I didn’t just find my keys, I also found big heavy silver nutcrackers. I don’t remember even putting them in there or where they came from. That is curiously handy, I will give them to The Boyfriend’s mum, who was given a huge bag of macadamias on the weekend that all need cracking.

I think it is time to clean out my handbag. Either that, or there’s a psychic leaving strange gifts in my handbag when I’m not looking.

I’m ‘armless

May 15, 2009

Yesterday I went to a specialist I had been referred to see about a lump on my arm, the size of a small pea, that had been bothering me for a few months.

I was expecting just an initial consult. I certainly wasn’t expecting to hear “That’s a tumour and we’d best take it out right now if you have time.” Even if they did follow that sentence up with “Don’t worry, it’s probably benign.”

I’m not sure if specialists have a dry sense of humour or none at all.

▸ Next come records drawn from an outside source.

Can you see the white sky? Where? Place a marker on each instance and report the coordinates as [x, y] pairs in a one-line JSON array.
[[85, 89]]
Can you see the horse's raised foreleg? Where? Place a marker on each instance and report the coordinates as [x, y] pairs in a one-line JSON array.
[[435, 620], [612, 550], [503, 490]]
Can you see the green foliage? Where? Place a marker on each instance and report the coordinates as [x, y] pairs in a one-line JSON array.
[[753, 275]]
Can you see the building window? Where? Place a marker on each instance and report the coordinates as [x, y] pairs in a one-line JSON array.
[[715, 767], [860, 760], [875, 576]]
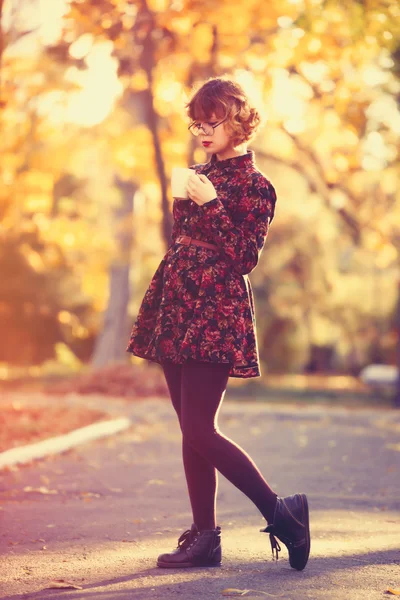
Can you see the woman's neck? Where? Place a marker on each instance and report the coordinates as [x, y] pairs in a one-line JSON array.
[[232, 152]]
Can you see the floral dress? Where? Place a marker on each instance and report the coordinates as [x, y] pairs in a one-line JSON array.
[[199, 304]]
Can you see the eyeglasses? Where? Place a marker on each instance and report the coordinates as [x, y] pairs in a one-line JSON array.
[[208, 128]]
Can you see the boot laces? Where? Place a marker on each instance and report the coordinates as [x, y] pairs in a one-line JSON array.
[[185, 539], [274, 542]]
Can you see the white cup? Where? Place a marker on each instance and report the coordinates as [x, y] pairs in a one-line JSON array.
[[179, 180]]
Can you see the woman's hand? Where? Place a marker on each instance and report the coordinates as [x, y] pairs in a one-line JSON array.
[[200, 189]]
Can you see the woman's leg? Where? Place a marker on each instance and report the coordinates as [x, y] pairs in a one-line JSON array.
[[201, 475], [203, 389]]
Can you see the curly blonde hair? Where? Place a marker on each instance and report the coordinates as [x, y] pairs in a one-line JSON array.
[[227, 99]]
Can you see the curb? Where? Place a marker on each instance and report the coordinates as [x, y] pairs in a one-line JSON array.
[[60, 443]]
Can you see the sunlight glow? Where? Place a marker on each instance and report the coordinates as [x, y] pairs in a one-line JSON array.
[[100, 87]]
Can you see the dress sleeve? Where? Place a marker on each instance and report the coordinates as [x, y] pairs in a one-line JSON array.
[[241, 240], [180, 209]]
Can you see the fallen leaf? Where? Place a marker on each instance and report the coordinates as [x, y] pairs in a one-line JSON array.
[[237, 592], [61, 583], [41, 490], [393, 447]]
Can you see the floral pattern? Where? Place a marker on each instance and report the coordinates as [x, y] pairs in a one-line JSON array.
[[199, 304]]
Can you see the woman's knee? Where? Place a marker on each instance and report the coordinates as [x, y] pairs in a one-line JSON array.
[[198, 436]]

I am such a trouper that even having had half my arm cut off (well a small bit of it anyway) I was at work by 11. However today it hurts more than yesterday, and if anyone’s ever tried washing their hair without getting one arm wet they would know it is very difficult, involves a willing partner to pour water over your head for you, and is best not done when the morning is a chilly 5C (41F) and the bath is not terribly full, leading to violent shivering and a rather rushed affair.

I have no idea why it looks like my arm and desk glows in the dark, because it actually does not – I suspect my crackberry’s camera function is not quite cutting it – however this is the new look I am sporting.



May 4, 2009

I’ve had troubles with one particular door at the new workplace. I can never get it to open for me. I swipe my security card and can never seem to open the door, and the security guards in the foyer are always having to rescue me. To the point where I have started walking a different way around the building.

Today I worked out the trick. As I swiped and swore, pulling the door unsuccessfully with every swipe, I read the sign on the door. Yep, the one that says PUSH.